ParaM: Parallelizing and Optimizing MATLAB
Introduction
This project uses MATLAB (and its open-source counterpart, Octave) as an example language to study optimizations that might benefit scripting languages, and specifically those that are used for computationally-intensive programming.
Perhaps the best known work on compiling MATLAB is the FALCON project at UIUC. Unfortunately, that work has been inactive for more than 10 years. In the mean time, MATLAB has evolved tremendously, as a language as well as in terms of its runtime and library support. MATLAB now has a (rapidly evolving) Just-In-Time (JIT) compiler, operating on the proprietary byte-code that MATLAB parser produces. The libraries have been improved, and many have been parallelized.

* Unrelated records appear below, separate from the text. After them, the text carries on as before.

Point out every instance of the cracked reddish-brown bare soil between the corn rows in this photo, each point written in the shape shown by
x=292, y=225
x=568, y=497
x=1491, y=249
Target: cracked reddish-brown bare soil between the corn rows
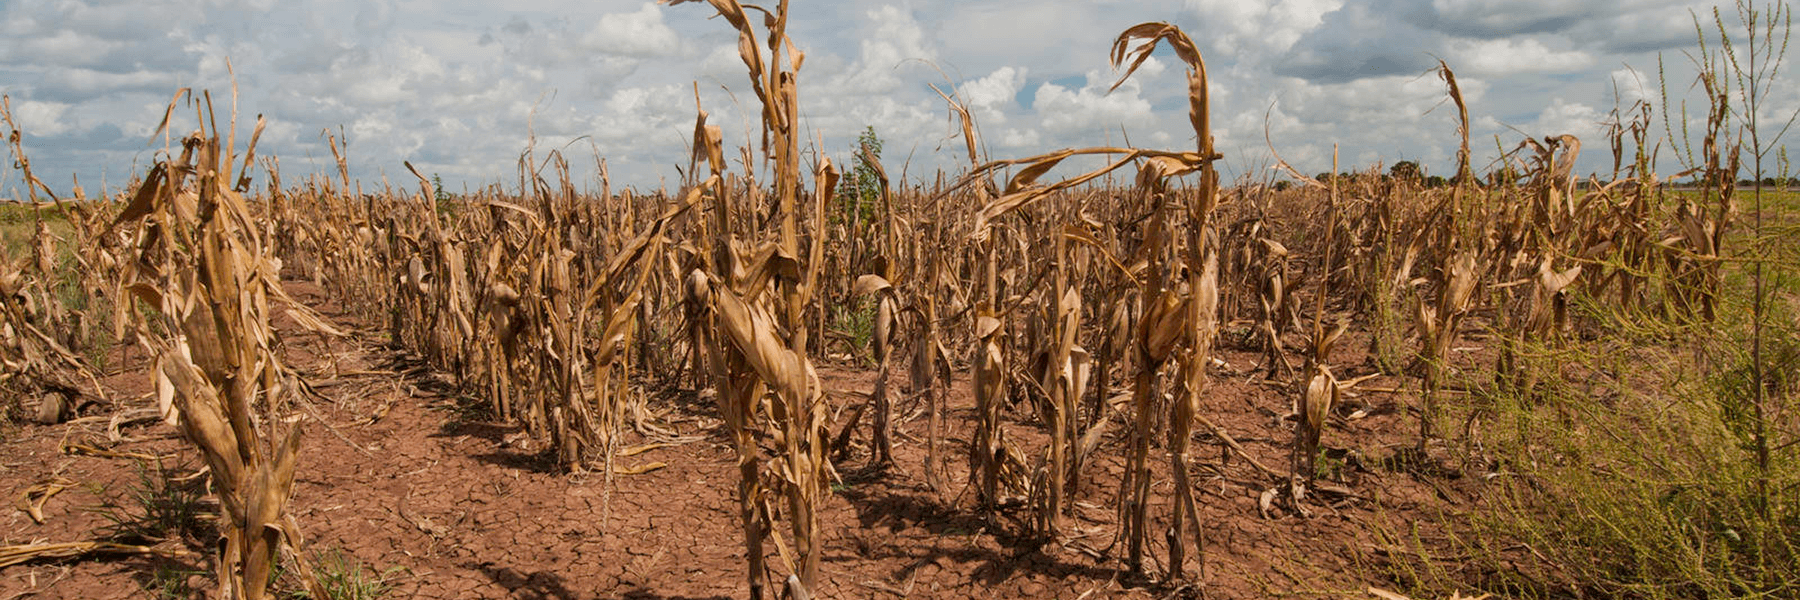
x=445, y=504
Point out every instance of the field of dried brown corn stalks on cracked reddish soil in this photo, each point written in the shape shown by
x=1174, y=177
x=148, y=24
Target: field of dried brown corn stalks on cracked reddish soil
x=1057, y=386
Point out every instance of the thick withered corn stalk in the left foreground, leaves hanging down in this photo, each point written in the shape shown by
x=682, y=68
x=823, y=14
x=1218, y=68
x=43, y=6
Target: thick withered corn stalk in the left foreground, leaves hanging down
x=204, y=266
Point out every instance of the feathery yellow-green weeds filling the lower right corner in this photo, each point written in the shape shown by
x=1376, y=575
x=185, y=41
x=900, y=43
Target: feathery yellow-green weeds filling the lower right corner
x=1630, y=468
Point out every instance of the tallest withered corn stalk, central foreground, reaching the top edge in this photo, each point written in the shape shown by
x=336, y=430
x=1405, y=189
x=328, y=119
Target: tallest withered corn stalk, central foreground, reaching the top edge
x=762, y=289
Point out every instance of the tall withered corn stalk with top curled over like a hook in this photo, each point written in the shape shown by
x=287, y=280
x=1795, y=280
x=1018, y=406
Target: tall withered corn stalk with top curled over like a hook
x=1169, y=320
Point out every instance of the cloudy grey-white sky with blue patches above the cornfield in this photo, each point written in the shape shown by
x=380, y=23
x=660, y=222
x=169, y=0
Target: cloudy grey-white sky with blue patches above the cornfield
x=460, y=89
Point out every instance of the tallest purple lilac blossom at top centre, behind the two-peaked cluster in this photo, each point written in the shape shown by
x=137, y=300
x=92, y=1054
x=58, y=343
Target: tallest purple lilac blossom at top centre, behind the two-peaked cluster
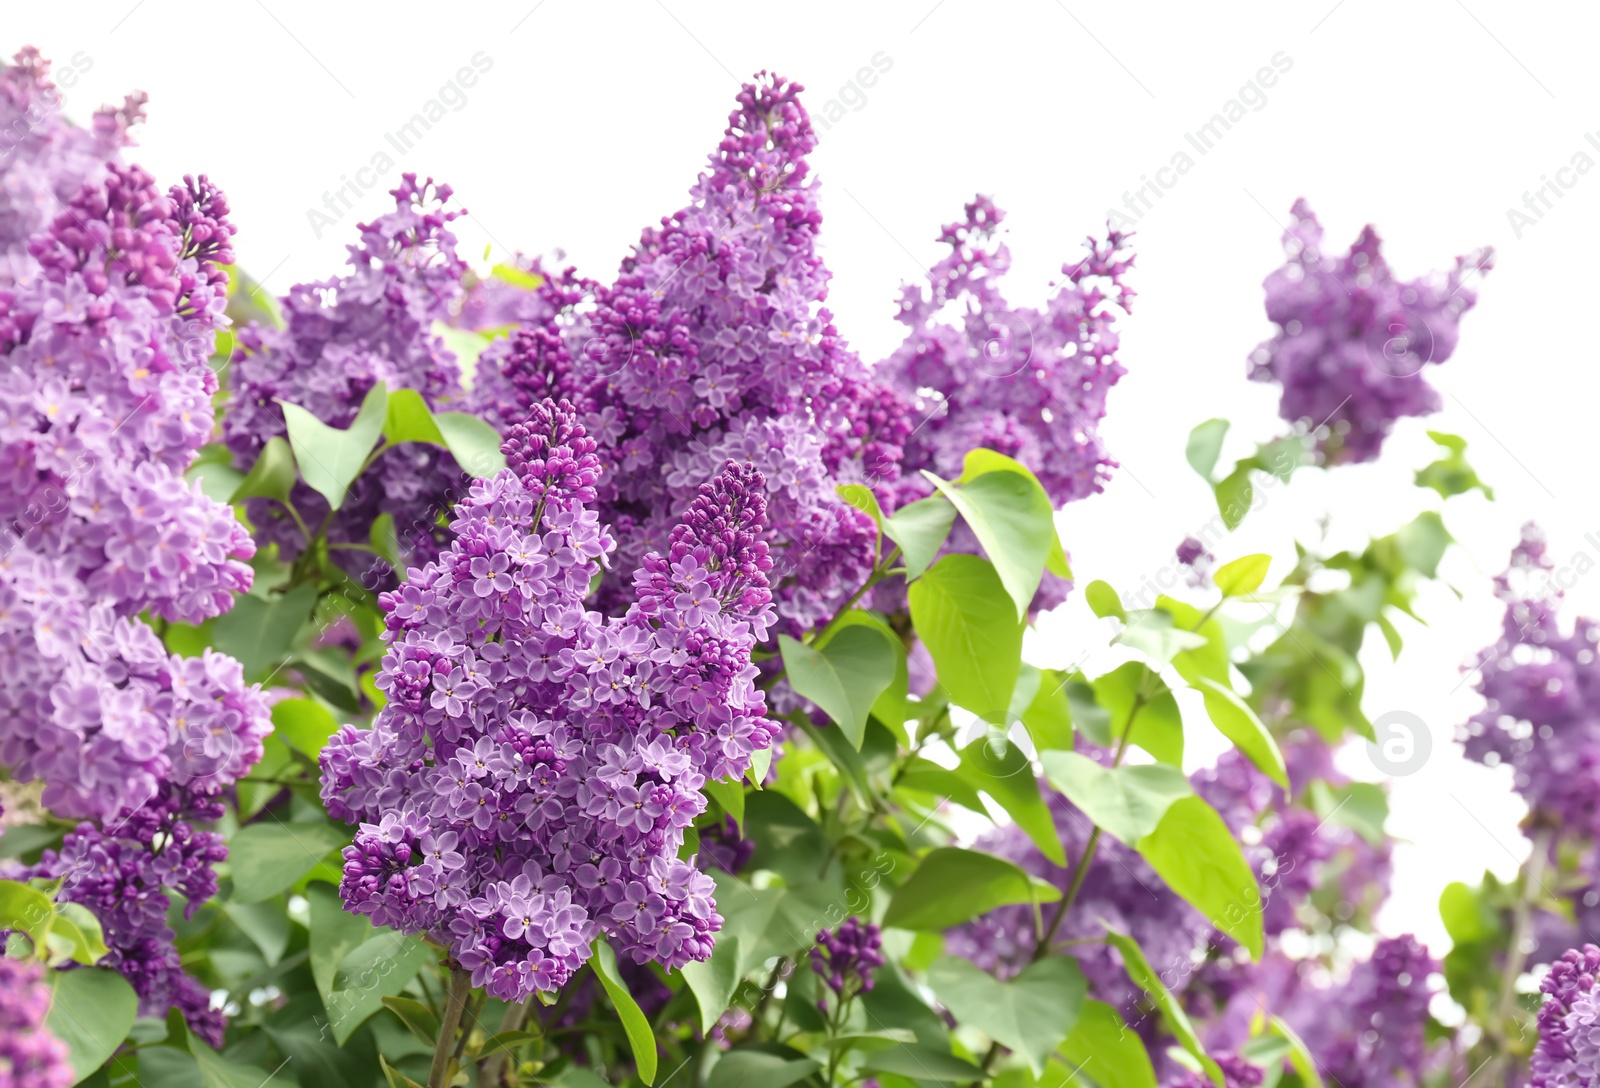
x=714, y=345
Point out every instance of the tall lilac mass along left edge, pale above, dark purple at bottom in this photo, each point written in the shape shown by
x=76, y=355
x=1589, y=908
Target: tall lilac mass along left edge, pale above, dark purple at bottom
x=105, y=402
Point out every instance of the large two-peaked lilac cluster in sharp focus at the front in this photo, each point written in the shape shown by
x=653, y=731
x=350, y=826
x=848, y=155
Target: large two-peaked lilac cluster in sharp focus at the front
x=530, y=780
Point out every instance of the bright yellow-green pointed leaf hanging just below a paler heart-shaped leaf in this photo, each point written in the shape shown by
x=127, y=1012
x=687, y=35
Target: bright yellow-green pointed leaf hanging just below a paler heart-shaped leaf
x=1198, y=857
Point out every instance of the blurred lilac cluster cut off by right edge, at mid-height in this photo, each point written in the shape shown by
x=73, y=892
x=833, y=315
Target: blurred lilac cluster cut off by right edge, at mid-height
x=1540, y=690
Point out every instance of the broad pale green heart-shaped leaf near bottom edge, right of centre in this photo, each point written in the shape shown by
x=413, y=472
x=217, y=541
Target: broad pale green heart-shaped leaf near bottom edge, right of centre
x=1031, y=1014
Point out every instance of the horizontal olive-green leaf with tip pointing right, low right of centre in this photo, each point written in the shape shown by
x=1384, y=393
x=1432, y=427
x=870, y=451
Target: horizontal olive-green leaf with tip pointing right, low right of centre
x=956, y=886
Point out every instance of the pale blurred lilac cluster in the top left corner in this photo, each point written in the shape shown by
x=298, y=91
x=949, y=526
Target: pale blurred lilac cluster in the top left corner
x=44, y=158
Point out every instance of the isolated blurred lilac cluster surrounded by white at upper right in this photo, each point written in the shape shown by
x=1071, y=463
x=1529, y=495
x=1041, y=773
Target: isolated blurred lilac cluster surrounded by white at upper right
x=1353, y=340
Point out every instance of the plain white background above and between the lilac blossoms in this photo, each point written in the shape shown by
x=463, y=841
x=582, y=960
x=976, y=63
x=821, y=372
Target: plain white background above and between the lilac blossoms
x=1428, y=119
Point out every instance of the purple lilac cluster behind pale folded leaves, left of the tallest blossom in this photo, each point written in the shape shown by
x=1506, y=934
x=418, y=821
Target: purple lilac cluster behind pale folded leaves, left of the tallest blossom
x=343, y=337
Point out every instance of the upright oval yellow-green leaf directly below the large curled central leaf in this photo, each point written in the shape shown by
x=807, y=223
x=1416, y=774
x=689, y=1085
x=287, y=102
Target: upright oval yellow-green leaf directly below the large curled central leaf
x=967, y=623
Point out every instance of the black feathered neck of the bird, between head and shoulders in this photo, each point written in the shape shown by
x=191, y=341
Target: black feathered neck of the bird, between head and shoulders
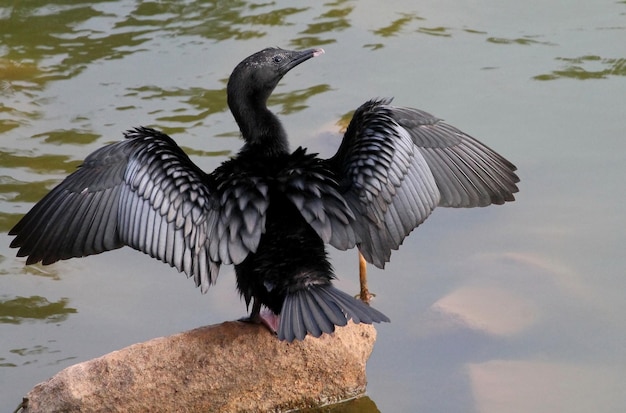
x=261, y=130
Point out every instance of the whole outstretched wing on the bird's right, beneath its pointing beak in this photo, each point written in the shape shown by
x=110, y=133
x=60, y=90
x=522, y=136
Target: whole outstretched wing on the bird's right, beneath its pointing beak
x=395, y=165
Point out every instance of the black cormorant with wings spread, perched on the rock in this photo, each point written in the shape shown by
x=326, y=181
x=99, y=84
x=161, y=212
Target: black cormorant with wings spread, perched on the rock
x=269, y=211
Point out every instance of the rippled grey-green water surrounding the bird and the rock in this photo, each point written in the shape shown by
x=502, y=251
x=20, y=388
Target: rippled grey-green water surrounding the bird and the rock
x=504, y=309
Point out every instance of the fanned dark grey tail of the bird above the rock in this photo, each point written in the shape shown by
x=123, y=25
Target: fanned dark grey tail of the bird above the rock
x=318, y=309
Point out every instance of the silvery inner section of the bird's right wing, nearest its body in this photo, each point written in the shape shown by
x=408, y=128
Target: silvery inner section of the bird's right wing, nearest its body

With the Parallel Programming and Distributed Computing Toolboxes MATLAB now also has support for directly writing parallel programs, albeit in a somewhat restricted way.
Even with a byte-code JIT and enhanced libraries performance of MATLAB code is no match for a well-written Fortran or C program, indicating potential for improving MATLAB code. The ParaM effort is aimed at exploiting some of this potential.
Goals
One area that we have identified as critically important is memory optimizations. Our studies indicate potential for improving the memory behavior at the source-level that might be extremely difficult, if not impossible, to leverage at the byte-code or library-level. On modern multi-core machines more and more applications are memory-bound, making the traditional models of algorithmic complexity of very limited use in estimating the performance on real machines. We are currently researching a theoretical model, based on defining reuse distances at the source-level, to enable more accurate estimation of compiler optimizations on modern machines. We will use this research to inform the MATLAB / Octave to C compiler, called ParaM, which we are developing.
Funded by NSF, award CCF-0811703